Computational Architectures for Responsive Vision: the Vision Engine

ID
TR-91-25
Authors
James J. Little, Rod Barman, Stewart Kingdon and Jiping Lu
Publishing date
November 1991
Length
10 pages
Abstract

To respond actively to a dynamic environment, a vision system must process perceptual data in real time, and in multiple modalities. The structure of the computational load varies across the levels of vision, requiring multiple architectures. We describe the Vision Engine, a system with a pipelined early vision architecture, Datacube image processors, connected to a MIMD intermediate vision system, a set of Transputers. The system uses a controllable eye/head for tasks involving motion, stereo and tracking.

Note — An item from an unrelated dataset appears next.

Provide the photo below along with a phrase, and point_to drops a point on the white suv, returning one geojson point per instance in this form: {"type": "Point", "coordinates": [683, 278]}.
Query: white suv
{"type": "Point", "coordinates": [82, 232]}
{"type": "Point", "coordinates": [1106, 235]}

A simple pipeline model describes image transformation through multiple functional stages in early vision. Later processing (e.g., segmentation, edge linking, perceptual organization) cannot easily proceed on a pipeline architecture. A MIMD architecture is more appropriate for the irregular data and functional parallelism of later visual processing.

The Vision Engine is designed for general vision tasks. Early vision processing, both optical flow and stereo, is implemented in near real-time using the Datacube, producing dense vector fields with confidence measures, transferred at near video rates to Transputer subsystem. We describe a simple implementation combining, in the Transputer system, stereo and motion information from the Datacube.